I personally go with the high deductible health plan. That said, I have a surgery scheduled this year that’s going to be more expensive because of the plan I chose. When choosing the plan, it’s not a matter of good vs bad. It’s a matter of being realistic with what you need it for.
What You Should Really Be Using Healthcare For
It sounds silly but it’s there to be healthy. And if something doesn’t feel right or seem right, it’s better to go early and be told it’s nothing than to go too late and now have an emergency.
At the very least, take advantage of what’s included in your plan. Have an annual physical and go to this appointment with questions. That’s literally what they’re there for. Get blood work done to see if your numbers are all in line. If you have dental, go get your teeth cleaned every 6 months.
With this being said, find a good doctor that you trust and feel comfortable with. You want to be honest with your doctor and let them make any recommendations they can (at the end of the day, you don’t have to take any of the advice but at least you’ve heard it).
If you want to look into additional care such as therapy, see what your plan offers and call and ask. I have a friend who realized he could see a therapist for the cost of a small copay. Once you get all of the information, then you can make the decision of whether to go or not. But it certainly doesn’t hurt to inquire.

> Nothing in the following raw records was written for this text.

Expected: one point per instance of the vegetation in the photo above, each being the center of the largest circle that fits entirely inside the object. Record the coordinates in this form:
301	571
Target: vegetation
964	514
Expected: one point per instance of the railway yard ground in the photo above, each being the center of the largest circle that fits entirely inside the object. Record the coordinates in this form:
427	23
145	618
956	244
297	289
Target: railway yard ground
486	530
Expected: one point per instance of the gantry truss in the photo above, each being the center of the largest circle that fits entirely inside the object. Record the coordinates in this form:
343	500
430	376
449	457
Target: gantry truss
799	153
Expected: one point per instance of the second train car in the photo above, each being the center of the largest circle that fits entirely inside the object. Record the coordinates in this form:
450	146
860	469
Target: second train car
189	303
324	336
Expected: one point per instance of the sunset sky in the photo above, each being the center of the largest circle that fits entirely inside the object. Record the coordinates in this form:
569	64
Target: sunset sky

If You Do One Thing After Reading This
Real quick. If you do nothing else, spend five minutes on these 4 things:
- Log into your insurance portal
Find your deductible, out-of-pocket maximum, and what preventative care is covered. - Schedule your annual physical
Even if nothing feels wrong, this gives you a baseline and puts the system to work for you. - See if you’re eligible for an HSA
If you’re on a high deductible plan, this is one of the most useful tools available to you. - Keep this information in your back pocket
Open enrollment comes around fast, and it’s easier to make decisions when this isn’t your first time seeing the information.
This way you know what you have, what you don’t, and what is set up for the future. Good luck out there, champ.
Conclusion: Just You and Your New Pal, Mr. Deductible
Nothing in this life is free if you haven’t figured that out already, and health insurance is another one of those things. And since you have to pay for it, you should probably know what you’re paying for.
Most people don’t truly understand health insurance when they first leave college. They learn by trial and error, by unexpected bills, or by avoiding care altogether because they’re unsure how it works. Taking the time to learn the basics is already a huge step forward.
So if you don’t feel like you have a full grasp on things, don’t be alarmed. That’s perfectly normal.
Also, please keep in mind that I am speaking as a single, dependent-free man and I’m sure it only gets more involving with marriage and family included.
Figuring out health insurance—yet another part of writing your story. A boring story for that matter, but a story nonetheless.